Kia has equipped the Sorento with a compelling array of standard safety features. The list includes automatic emergency braking with pedestrian detection, a driver-attention warning, lane-keeping assist, lane-departure warning, lane-following assist, and auto high beams.
Our test car also had a surround-view camera and offered front- and rear camera views at low speeds. These were undoubtedly helpful, but it did cause the more obsessive-compulsive of us to find their inner perfectionist every time it came to park.
We also enjoyed the Sorento’s adaptive cruise control, which has been a strong spot recently for Hyundai and Kia. The system works smoothly and doesn’t brake too hard or accelerate too aggressively. Occasionally, the lane-keeping assist system would get a bit too worked up, making near-constant corrections that were easily felt through the steering wheel. Overall, however, these systems worked very well and made exceptionally long days behind the wheel easy to manage.

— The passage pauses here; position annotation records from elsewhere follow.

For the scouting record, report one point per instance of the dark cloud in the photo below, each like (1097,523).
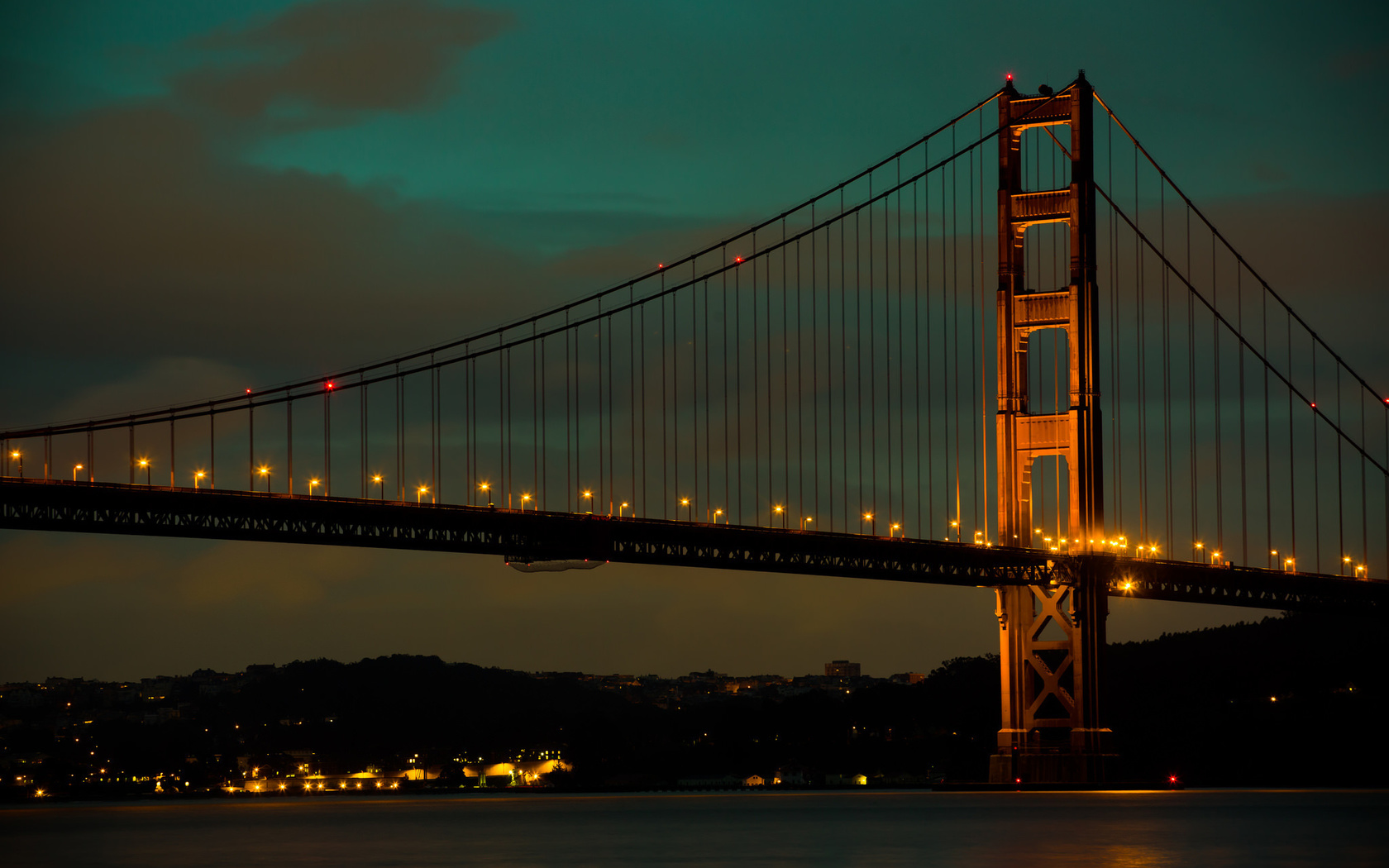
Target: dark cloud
(343,56)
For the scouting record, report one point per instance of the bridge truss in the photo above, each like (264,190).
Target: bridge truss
(816,394)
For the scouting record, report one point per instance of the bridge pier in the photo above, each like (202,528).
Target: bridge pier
(1052,651)
(1050,637)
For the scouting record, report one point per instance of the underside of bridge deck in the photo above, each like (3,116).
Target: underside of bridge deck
(529,537)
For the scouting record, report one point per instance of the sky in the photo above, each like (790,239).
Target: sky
(200,195)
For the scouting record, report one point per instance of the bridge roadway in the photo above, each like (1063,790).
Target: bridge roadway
(529,537)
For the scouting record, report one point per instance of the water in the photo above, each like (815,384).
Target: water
(1213,828)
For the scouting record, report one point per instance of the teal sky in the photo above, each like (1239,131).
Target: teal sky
(196,196)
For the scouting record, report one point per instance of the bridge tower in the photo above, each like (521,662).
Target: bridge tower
(1050,637)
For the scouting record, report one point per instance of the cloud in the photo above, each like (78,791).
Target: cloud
(330,59)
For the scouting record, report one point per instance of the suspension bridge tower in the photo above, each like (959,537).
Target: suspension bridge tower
(1050,637)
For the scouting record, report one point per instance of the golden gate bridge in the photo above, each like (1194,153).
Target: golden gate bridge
(817,394)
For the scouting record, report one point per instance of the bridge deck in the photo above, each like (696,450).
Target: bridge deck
(529,537)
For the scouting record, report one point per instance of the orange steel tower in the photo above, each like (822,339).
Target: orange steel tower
(1050,637)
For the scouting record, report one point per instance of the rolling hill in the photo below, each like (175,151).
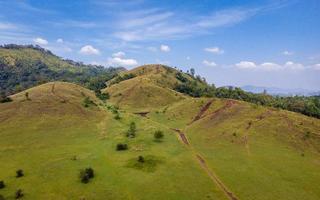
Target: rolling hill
(213,148)
(25,66)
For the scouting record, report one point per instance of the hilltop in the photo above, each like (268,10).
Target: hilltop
(25,66)
(213,147)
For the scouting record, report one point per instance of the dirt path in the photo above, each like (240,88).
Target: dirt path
(127,93)
(201,112)
(203,164)
(182,136)
(214,177)
(228,105)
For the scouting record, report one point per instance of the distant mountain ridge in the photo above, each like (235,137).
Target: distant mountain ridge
(280,91)
(25,66)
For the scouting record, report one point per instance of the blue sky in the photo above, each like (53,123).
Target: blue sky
(261,42)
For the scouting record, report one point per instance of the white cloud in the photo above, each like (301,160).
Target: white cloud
(215,50)
(225,18)
(208,63)
(270,66)
(119,54)
(287,53)
(316,66)
(60,40)
(153,49)
(40,41)
(7,26)
(116,61)
(294,66)
(89,50)
(246,65)
(164,48)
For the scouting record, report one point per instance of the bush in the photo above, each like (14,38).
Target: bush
(86,175)
(121,147)
(19,194)
(19,173)
(2,185)
(141,159)
(158,135)
(132,130)
(4,98)
(88,102)
(102,96)
(117,117)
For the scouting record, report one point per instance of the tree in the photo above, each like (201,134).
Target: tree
(132,130)
(121,147)
(141,159)
(19,194)
(19,173)
(2,185)
(27,95)
(158,135)
(192,71)
(86,175)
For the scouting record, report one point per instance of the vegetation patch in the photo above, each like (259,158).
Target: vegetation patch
(147,163)
(86,175)
(87,102)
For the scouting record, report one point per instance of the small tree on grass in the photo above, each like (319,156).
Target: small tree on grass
(158,135)
(121,147)
(4,98)
(27,95)
(86,175)
(117,117)
(132,130)
(19,194)
(19,173)
(141,159)
(2,185)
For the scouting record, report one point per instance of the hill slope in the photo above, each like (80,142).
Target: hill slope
(22,67)
(213,148)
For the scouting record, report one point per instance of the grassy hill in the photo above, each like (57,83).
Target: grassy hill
(22,67)
(213,148)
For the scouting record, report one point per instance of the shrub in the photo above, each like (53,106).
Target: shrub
(19,173)
(86,175)
(19,194)
(141,159)
(89,171)
(158,135)
(4,98)
(117,117)
(27,95)
(132,130)
(2,185)
(121,147)
(88,102)
(102,96)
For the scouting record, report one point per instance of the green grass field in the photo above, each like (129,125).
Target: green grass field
(250,151)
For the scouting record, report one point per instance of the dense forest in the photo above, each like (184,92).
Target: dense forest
(197,87)
(25,66)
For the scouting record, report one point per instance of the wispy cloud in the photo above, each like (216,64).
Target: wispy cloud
(214,50)
(270,66)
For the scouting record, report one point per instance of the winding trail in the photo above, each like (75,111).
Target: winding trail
(201,160)
(202,111)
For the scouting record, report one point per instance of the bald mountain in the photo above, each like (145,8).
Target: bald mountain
(25,66)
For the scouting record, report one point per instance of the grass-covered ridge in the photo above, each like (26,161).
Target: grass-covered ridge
(25,66)
(70,144)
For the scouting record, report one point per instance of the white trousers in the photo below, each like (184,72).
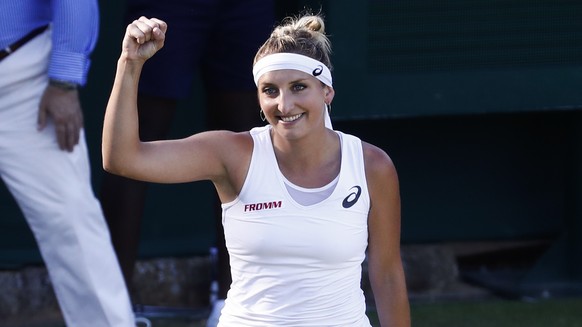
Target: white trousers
(53,189)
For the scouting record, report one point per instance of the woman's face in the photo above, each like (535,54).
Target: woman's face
(293,101)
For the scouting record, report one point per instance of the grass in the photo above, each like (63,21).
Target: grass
(496,313)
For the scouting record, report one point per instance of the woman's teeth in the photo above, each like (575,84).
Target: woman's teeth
(291,118)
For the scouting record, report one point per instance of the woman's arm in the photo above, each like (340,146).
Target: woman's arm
(202,156)
(384,262)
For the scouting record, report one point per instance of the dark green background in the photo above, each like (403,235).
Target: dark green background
(477,103)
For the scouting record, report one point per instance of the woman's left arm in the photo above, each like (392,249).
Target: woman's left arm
(384,262)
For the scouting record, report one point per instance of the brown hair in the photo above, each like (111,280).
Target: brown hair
(303,35)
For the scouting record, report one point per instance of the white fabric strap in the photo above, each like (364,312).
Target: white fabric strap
(279,61)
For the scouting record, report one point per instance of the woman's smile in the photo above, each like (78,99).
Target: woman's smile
(290,119)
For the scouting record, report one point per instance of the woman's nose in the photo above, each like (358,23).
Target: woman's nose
(285,103)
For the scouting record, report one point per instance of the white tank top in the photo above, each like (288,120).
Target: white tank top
(295,265)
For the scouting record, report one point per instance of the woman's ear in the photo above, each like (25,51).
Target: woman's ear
(328,94)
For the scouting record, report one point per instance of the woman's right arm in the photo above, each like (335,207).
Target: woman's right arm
(203,156)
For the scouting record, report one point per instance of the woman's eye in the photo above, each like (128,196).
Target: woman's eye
(298,87)
(269,90)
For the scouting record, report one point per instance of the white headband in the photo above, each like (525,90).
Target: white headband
(278,61)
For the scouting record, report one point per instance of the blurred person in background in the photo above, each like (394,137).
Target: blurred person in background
(43,156)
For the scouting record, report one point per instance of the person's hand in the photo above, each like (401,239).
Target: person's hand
(64,108)
(143,38)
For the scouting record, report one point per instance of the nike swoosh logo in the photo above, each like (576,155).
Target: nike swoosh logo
(352,198)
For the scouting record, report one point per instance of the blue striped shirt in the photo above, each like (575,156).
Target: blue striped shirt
(75,28)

The National Highway Traffic Safety Administration (NHTSA) awarded the Sorento four out of five stars overall and in all frontal-impact crash tests and rollover. It received a perfect five out of five stars in side-impact crash tests.
The Insurance Institute for Highway Safety (IIHS) awarded a Top Safety Pick designation to the Sorento. While the expensive SX trim levels and their LED headlights get all aces, the LED reflector headlights on the more affordable LX, S, EX trims received a poor rating.
While a hybrid powertrain is significantly more fuel-efficient than either gas-powered four-cylinder, the non-hybrid version of the 2021 Sorento is moderately fuel-efficient and competitive in their segment. With FWD, the naturally aspirated four-cylinder models should return 24 mpg city, 29 highway, and 26 combined, per the EPA. AWD drops those numbers to 23/25/24. That’s a pretty big drop in highway fuel economy, but the EPA still estimates it at only a $150 per year difference in terms of fuel costs.
Choose a turbo Sorento, and you’ll get 22/29/25 with FWD and 21/28/24 with AWD. That's better than a Subaru Ascent and a Volkswagen Atlas, and about on par with a Toyota Highlander and a Mazda CX-9. During our road trip, we averaged 27.7 miles per gallon in highway-heavy driving.
Kia has priced the 2021 Sorento very competitively on the lower end, with the LX starting at an MSRP of $29,390. At the top end of the scale, however, the SX Prestige starts at $40,590 with FWD. Our test car adds AWD with the X-Line package for $2,000, plus the Rust Color Package for interior appointments, and a $1,175 destination fee brought the as-tested price to $43,965.
That’s a lot of scratch for a car that serves best as a four-seater.
Arguably the biggest question mark stopping us from wholeheartedly recommending the Sorento is that its big brother, the Telluride, packs a fair bit more and offers a lot more space… for not much more money. Telluride pricing starts at $32,790 and rises toward the $45-48K range when fully loaded. At this price point, that doesn’t represent a massive jump in the automotive industry. The shorter wheelbase Sorento might be more appealing to families in congested areas, but the larger Telluride still looks like a more fully cooked three-row family crossover.